UN PUÑADO DE MIGAS
Yo era un pibe
de dieciocho años en un sábado cualquiera, cuando transcurría septiembre de
1993. Estaba lluvioso, no tenía un programa firme y la verdad tenía ganas de
tirarme en el sillón.
Pasé por el
video de la Diagonal Salta en Martínez y a las dos atentas señoras que atendían
les pedí que me eligieran algo para disfrutar y entretenerme. Me llevé la
cajita roja y blanca con el logotipo del negocio.
Crucé la Plaza
9 de Julio y en la Panadería El Sol pedí una larga baguette rústica, para que
me durara las casi dos horas de película, siempre y cuando yo manejara bien la
ansiedad de devorarla.
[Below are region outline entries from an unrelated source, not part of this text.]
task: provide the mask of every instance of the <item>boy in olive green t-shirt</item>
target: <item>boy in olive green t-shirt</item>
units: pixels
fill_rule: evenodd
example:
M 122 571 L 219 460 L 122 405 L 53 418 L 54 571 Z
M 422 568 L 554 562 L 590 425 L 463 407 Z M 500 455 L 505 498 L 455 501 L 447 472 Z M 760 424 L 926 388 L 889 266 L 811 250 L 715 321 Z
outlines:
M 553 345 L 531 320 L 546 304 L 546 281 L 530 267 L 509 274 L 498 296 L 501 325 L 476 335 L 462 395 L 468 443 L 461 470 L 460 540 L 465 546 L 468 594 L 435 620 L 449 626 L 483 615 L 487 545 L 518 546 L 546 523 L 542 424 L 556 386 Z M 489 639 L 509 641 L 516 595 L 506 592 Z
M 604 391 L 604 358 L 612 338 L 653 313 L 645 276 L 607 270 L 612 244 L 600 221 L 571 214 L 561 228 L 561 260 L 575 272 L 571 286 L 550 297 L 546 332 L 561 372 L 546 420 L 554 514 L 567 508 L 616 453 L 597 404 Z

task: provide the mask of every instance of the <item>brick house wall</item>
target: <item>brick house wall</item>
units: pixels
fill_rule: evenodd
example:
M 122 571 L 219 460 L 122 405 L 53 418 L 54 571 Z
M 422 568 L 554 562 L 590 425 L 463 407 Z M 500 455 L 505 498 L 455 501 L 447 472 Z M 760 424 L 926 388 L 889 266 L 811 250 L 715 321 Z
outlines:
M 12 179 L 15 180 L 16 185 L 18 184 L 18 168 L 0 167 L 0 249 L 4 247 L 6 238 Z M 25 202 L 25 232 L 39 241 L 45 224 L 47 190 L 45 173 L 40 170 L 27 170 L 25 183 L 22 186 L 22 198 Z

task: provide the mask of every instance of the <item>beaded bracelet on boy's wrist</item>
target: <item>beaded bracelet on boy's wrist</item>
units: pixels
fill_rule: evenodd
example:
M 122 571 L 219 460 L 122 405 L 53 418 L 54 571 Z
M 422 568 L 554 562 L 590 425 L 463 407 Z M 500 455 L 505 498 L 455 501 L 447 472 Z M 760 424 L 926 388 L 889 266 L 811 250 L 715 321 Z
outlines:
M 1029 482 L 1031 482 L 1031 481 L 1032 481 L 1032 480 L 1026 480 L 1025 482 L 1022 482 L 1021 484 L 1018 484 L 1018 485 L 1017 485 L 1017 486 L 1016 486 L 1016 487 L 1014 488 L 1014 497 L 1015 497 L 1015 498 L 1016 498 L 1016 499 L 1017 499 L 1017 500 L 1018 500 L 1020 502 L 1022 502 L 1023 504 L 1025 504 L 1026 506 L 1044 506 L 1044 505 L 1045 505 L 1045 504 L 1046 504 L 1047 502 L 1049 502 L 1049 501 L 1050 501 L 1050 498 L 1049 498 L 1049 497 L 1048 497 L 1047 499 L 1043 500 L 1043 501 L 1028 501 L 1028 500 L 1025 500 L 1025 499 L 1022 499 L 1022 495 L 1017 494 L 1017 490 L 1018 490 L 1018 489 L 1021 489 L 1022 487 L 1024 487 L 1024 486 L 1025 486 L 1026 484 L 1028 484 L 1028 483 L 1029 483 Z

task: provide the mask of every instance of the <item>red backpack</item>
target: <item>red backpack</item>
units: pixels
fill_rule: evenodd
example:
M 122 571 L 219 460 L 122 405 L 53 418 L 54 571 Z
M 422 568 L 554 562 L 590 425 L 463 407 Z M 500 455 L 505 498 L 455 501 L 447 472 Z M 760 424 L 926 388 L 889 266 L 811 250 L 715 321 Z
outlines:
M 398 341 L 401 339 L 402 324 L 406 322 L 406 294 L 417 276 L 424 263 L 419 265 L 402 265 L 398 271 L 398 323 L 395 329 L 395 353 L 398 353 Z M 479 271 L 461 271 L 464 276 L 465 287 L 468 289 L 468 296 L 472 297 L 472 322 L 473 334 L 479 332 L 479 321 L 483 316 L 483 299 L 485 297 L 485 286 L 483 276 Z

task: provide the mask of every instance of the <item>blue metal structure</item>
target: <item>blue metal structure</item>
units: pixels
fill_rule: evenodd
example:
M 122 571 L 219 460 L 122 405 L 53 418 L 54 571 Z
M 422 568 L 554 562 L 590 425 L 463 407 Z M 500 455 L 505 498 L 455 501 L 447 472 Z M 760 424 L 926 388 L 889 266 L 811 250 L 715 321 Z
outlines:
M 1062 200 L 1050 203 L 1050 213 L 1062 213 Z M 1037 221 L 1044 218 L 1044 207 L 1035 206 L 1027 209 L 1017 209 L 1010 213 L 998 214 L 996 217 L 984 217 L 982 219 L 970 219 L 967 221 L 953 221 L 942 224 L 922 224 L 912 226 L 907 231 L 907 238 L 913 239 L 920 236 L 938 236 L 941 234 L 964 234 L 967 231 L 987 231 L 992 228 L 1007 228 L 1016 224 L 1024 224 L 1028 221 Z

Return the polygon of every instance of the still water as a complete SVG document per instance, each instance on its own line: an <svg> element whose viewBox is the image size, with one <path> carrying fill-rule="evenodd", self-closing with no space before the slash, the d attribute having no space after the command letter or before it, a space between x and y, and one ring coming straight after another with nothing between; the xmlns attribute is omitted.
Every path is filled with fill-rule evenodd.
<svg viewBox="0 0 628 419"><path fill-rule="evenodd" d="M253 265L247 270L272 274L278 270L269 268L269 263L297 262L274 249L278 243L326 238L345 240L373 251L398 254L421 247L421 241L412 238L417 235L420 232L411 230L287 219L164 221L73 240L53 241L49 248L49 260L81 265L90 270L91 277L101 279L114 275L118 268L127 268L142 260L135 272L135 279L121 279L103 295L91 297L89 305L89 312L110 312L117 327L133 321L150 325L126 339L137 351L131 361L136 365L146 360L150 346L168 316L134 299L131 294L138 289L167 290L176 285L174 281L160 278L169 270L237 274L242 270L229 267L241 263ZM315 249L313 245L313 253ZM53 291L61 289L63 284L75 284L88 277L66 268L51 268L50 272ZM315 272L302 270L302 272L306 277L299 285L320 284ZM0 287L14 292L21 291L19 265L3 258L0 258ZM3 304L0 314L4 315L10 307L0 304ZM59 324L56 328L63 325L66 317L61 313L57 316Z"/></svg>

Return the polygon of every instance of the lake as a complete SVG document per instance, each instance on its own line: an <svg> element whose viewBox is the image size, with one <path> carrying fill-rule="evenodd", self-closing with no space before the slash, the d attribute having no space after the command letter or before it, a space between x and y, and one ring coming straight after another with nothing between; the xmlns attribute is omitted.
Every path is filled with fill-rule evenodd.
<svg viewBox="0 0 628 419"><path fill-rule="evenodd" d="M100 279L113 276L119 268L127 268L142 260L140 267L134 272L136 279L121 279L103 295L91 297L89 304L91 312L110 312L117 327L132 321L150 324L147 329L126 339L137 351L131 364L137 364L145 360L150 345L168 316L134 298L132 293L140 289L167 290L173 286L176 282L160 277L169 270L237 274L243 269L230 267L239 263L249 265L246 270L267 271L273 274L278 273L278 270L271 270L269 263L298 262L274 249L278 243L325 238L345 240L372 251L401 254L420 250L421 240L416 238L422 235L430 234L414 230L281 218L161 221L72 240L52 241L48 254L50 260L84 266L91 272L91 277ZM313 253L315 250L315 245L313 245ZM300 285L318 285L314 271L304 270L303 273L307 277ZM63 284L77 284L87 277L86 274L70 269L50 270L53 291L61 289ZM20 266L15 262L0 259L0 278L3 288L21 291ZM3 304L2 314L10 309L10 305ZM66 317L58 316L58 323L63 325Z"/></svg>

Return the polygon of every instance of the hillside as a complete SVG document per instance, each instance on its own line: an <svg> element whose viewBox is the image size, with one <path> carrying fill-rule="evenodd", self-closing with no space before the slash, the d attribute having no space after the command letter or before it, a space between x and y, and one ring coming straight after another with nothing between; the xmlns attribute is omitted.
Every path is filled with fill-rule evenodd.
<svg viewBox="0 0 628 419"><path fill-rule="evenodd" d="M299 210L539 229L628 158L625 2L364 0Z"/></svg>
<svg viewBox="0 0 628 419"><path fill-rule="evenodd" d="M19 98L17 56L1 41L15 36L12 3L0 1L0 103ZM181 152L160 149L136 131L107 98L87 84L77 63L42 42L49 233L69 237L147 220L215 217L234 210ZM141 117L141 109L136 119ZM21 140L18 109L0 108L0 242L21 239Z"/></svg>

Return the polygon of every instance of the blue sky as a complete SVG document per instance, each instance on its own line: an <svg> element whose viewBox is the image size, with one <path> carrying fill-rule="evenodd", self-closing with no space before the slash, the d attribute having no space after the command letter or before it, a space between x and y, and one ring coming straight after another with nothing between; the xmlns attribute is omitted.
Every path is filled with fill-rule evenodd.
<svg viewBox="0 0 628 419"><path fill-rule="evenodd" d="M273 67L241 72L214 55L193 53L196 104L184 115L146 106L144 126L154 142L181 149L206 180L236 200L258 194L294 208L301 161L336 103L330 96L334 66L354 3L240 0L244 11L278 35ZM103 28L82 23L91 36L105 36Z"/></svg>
No es exagerado, las hacen buenísimas.
Los viejos se
habían ido de paseo al campo por lo que nadie me interrumpiría. El sillón de
cuero del living me recibió afectuoso y la pantalla se iluminó al recibir la cinta
con fantasía, mientras yo leía distraído el resumen en la contratapa: Un
ex presidiario que se decanta por la profesión de cocinero al cumplir una
condena de dieciocho meses por falsificación de cheques. Ya en libertad, es
contratado por el propietario de un bar, donde trabaja una camarera reticente que guardará las
distancias, debido a una relación traumática que le influye haciéndole
desconfiar de los hombres.
Todo
clarito. El actor, simpático y majestuoso. Pero cuando apareció ella todo se
transformó en mí. Hermosa, lejana, distante, casi transparente. Esos ojos color
zafiro, enmarcados por un cabello matizado de rubio y castaño que caí
distraído, me volvieron loco. Mirada mezcla de penetrante e ingenua. Esta mina
sabía compartir con un alma solitaria como la mía, su belleza inexpugnable. Era
imposible no amarla, su sexualidad arrolladora la convertía en un objeto de
deseo.
Para
colmo la escena de la florería, con ese beso que va llegando de a poco. Con una
enorme flor blanca en el medio se van rozando las narices continuando con los
labios y luego todo estalla. Y ese chemisse floreado, simple pero insinuante,
que dibuja las formas de su cuerpo y que yo mordisqueo en la baguette.
Y
después mamita, se van para la casa, qué cosa de locos, y ya están en la cama,
ella ya tiene las piernas abiertas y levantadas…y yo comparto el momento con
avidez y excitación pero… el boludo del cocinero se ha olvidado el
preservativo, para tristeza de la rubia, quien se baja con frustración el
chemisse y se le enturbian los ojos color zafiro…y para mí, como espectador
participante, que ya estaba en trance y se me estaba por acabar la baguette.
Después siguió
el fuerte gancho de la historia. El romance con idas y vueltas, con esa magia
de dos grandes artistas que convierten a
personajes simples en muñecos de
hombre y mujer con aura, que se sientan
al lado tuyo durante toda la película,
transmitiéndote sus tristezas y alegrías.
Hasta que llegó
el The End.
Michelle
Pfeiffer (aún hoy te extraño) y Al Pacino (aún hoy te admiro), me dijeron
adiós.
Sólo quedó un
puñado de migas blancas sobre la parte superior de mi pullover azul.
El domingo
devolví rápido a Frankie y Johnny, antes que me cobraran la mora.